In a large bowl, mix flours, brown sugar, nutmeg, cinnamon, and salt. Add low fat coconut milk, 2 tablespoons spread and yeast mixture. Dough should form a slightly sticky ball. Add more flour if dough is too sticky, or add orange juice or water if too stiff. Knead in raisins and grated peel. Continue kneading for 10 minutes. Spray dough with cooking spray and allow to stand in warm place for 1 – 2 hours, or until doubled in size.
Knead dough for 5 minutes. Press into an oblong shape and coat with 1 tablespoon spread. Sprinkle with pecans and sugar. Roll into a long loaf.
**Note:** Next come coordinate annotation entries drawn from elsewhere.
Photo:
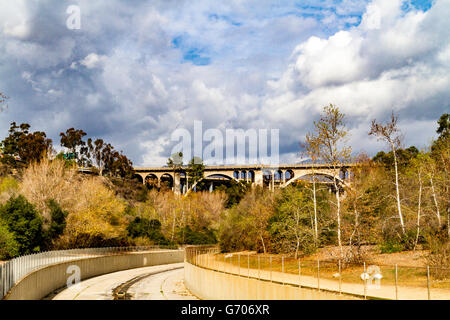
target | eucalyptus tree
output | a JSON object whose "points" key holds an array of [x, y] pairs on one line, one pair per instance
{"points": [[391, 134], [329, 138]]}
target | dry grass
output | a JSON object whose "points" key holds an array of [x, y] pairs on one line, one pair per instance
{"points": [[411, 270]]}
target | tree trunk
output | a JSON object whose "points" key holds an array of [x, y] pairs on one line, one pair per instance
{"points": [[399, 209], [262, 241]]}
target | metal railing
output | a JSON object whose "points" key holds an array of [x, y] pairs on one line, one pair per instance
{"points": [[14, 270], [367, 280]]}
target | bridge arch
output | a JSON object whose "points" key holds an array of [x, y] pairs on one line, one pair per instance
{"points": [[151, 180], [210, 175], [318, 174]]}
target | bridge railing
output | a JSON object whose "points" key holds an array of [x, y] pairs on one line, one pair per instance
{"points": [[367, 280], [12, 271]]}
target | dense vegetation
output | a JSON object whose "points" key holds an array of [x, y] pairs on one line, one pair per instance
{"points": [[398, 200]]}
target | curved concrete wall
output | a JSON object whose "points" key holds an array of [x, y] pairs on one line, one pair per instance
{"points": [[44, 281], [214, 285]]}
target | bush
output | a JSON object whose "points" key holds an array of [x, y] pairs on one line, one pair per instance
{"points": [[50, 180], [24, 222], [97, 217], [390, 246], [148, 228], [439, 256], [9, 248]]}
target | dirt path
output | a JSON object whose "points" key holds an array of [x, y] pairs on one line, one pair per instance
{"points": [[382, 291]]}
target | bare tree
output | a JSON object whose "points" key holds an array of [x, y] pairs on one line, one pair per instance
{"points": [[3, 99], [390, 133], [312, 151]]}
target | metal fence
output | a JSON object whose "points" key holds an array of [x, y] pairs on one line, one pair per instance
{"points": [[13, 270], [368, 280]]}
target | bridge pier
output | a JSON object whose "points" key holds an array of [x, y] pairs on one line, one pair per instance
{"points": [[255, 174]]}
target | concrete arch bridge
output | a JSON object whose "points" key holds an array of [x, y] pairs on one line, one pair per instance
{"points": [[257, 175]]}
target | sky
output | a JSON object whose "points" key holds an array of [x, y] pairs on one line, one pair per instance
{"points": [[135, 71]]}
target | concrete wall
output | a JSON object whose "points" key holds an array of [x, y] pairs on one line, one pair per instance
{"points": [[213, 285], [42, 282]]}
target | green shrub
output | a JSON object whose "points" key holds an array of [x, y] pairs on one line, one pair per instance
{"points": [[204, 236], [57, 224], [8, 184], [390, 246], [149, 228], [23, 221]]}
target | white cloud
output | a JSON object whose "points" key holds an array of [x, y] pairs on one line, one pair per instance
{"points": [[93, 60]]}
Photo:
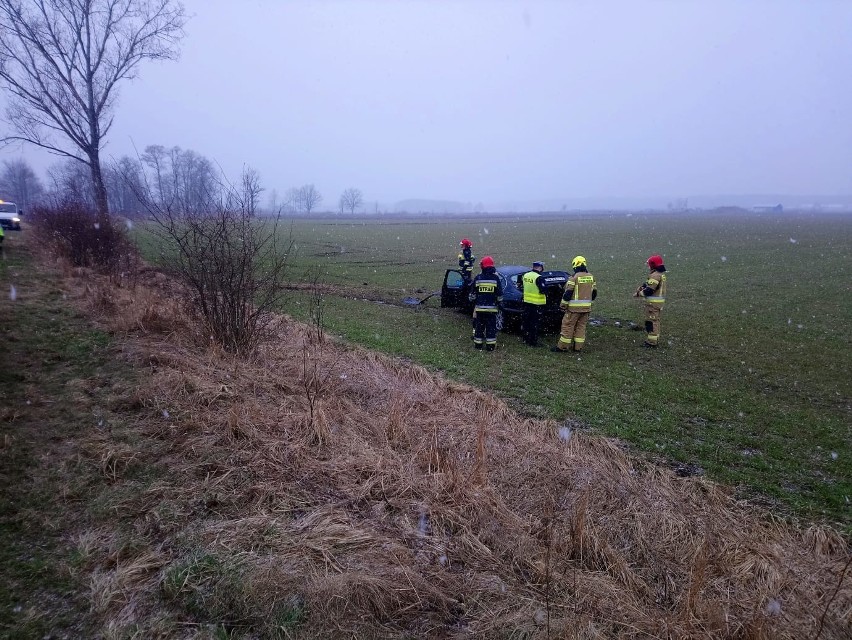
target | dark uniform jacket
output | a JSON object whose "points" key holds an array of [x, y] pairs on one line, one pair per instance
{"points": [[486, 291], [580, 290], [654, 288], [466, 259]]}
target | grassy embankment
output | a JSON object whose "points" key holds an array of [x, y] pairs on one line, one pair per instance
{"points": [[56, 377], [172, 492], [751, 385]]}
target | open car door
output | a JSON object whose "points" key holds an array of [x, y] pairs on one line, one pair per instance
{"points": [[454, 290]]}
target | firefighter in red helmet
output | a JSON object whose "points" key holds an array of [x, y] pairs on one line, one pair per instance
{"points": [[486, 293], [466, 259], [653, 290]]}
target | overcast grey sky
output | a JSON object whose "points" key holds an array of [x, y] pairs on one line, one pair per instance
{"points": [[493, 101]]}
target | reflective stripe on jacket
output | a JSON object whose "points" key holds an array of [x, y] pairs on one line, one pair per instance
{"points": [[466, 260], [532, 294], [486, 291], [580, 287], [656, 282]]}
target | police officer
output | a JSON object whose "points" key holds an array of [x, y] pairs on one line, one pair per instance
{"points": [[653, 290], [534, 301], [466, 260], [580, 290], [485, 293]]}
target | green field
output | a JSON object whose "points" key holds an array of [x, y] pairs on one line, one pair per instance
{"points": [[751, 384]]}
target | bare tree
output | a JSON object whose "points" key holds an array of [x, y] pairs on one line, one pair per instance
{"points": [[70, 182], [310, 197], [273, 204], [181, 179], [123, 179], [61, 61], [293, 200], [155, 158], [351, 199], [20, 184], [250, 189]]}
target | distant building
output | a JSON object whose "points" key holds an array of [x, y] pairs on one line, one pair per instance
{"points": [[768, 208]]}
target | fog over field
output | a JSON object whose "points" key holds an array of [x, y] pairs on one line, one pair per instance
{"points": [[509, 105]]}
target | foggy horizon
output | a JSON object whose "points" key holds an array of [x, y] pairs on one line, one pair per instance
{"points": [[511, 102]]}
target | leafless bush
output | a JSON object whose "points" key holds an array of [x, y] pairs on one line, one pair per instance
{"points": [[76, 232], [234, 264]]}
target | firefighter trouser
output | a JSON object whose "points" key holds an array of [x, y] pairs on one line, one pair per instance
{"points": [[652, 324], [485, 328], [573, 332], [532, 318]]}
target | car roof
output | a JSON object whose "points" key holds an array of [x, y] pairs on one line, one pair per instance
{"points": [[511, 270]]}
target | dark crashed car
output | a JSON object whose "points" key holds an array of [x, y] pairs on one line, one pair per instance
{"points": [[454, 293]]}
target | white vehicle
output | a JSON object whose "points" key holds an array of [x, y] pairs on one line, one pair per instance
{"points": [[10, 216]]}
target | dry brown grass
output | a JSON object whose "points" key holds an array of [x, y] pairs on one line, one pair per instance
{"points": [[366, 497]]}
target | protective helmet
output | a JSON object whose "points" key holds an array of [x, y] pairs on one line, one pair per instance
{"points": [[655, 261]]}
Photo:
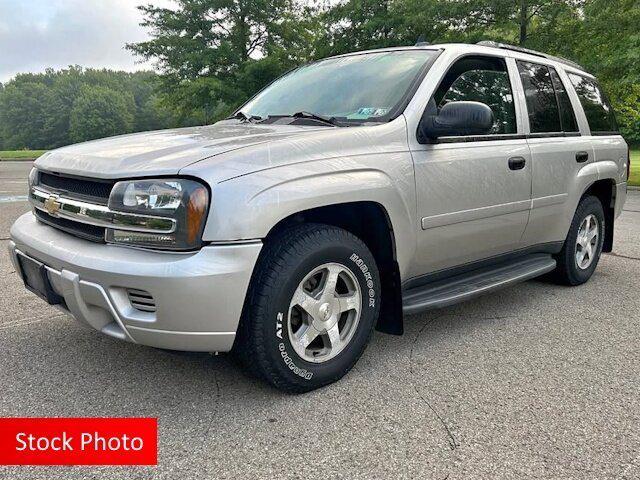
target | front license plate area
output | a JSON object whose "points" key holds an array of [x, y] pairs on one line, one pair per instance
{"points": [[37, 281]]}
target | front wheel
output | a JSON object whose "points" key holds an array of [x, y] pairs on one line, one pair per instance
{"points": [[312, 306], [582, 248]]}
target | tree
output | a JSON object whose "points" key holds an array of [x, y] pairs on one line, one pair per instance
{"points": [[101, 112], [205, 48], [25, 115]]}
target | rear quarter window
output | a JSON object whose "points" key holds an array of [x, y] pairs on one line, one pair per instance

For loaves: Cut loaf in half and place each half in a prepared loaf pan. Roll dough in greased bread pans to coat all sides. Press into loaf shape inside pan.
For buns: Slice dough loaf into 1 inch slices. Arrange slices in a greased large baking sheet. Spray with cooking spray.
Allow to stand for 1 hour, or until doubled in size.
Bake bread at 400 degrees for 20 - 30 minutes and buns for 15 – 20 minutes, or until dough sounds hollow when you tap on it and is golden brown. If a shiny crust is desired on the buns, mix 1 teaspoon natural sugar with 1 tablespoon water and spread over crust about 5 minutes before removing from oven.
This is a traditional bread in Belize. After my first taste of it on our mission, I look for it everytime I go there! I've converted the recipe to a more healthy variety with low-fat cocnut milk and whole wheat flour. You can add more or less zest, and other dried fruits like cherries or apples, as desired.